Ülkeler göre farklılık göstermekle birlikte, 2019 yılında gerçekleştirilen PCT başvurularının tamamı dikkate alındığında, kadın buluşçuların toplam buluşçu sayısı içerisindeki oranında, Çin, % 32,4 ile ilk sırada yer alıyor. İkinci sırada yüzde % 27,3 ile Güney Kore, yüzde % 19,9 ile Avusturalya üçüncü sırada yer alıyor. Türkiye ise % 19,3 kadın buluşçu oranı ile dördüncü sırada yer almaktadır. Bununla birlikte, başvurular tek tek değerlendirildiğinde, buluşçular arasında en az bir kadın buluşçunun bulunduğu başvurularda ise, Çin %55,2 oranla yine ilk sırada yer alırken, Türkiye %30,6 oran ile sekizinci sırada yer alıyor.
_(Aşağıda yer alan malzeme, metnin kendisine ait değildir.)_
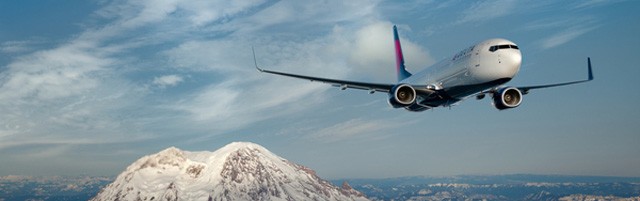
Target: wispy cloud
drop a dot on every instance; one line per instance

Son yıllarda dünyada kadınların buluş yaptığı alanlara baktığımızda ise, ilk sırada Biyoteknoloji, ikinci sırada Eczacılık, üçüncü sırada ise Gıda Kimyası yer alıyor.
Kadın buluşçu sayılarının artması,
Kadınların başvuru oranlarında ilerleme kaydedilmiş olsa da, bu artış aynı oranda devam ederse 2070 yılına kadar başvurularda cinsiyet eşitliğine ulaşılması çok kolay görünmüyor.
Araştırmacılar, aradaki farkın; kadınların bilim, teknoloji, mühendislik ve matematik (STEM) alanlarında kariyer yapmadıklarından kaynaklandığını söylüyor. Bunun da en büyük nedeni bu alandan mezun olan kadın sayısının az olması.
Bu konuda Türkiye, Avrupa’daki ülkelerden oldukça avantajlı durumda. Teknoloji kariyer platformu Honeypot’un, teknoloji sektöründe kadın istihdamına yönelik yayınladığı araştırma raporunda Türkiye, STEM bölümlerinden mezun olan kız öğrenci oranının en yüksek olduğu ülke olarak görünüyor. Türkiye’de STEM mezunlarının yüzde 37.11’ini kız öğrenciler oluşturuyor. Bu da Türkiye’de yakın gelecekte gerçekleştirilen patent başvurularında kadınların sayılarının artacağını gösteriyor.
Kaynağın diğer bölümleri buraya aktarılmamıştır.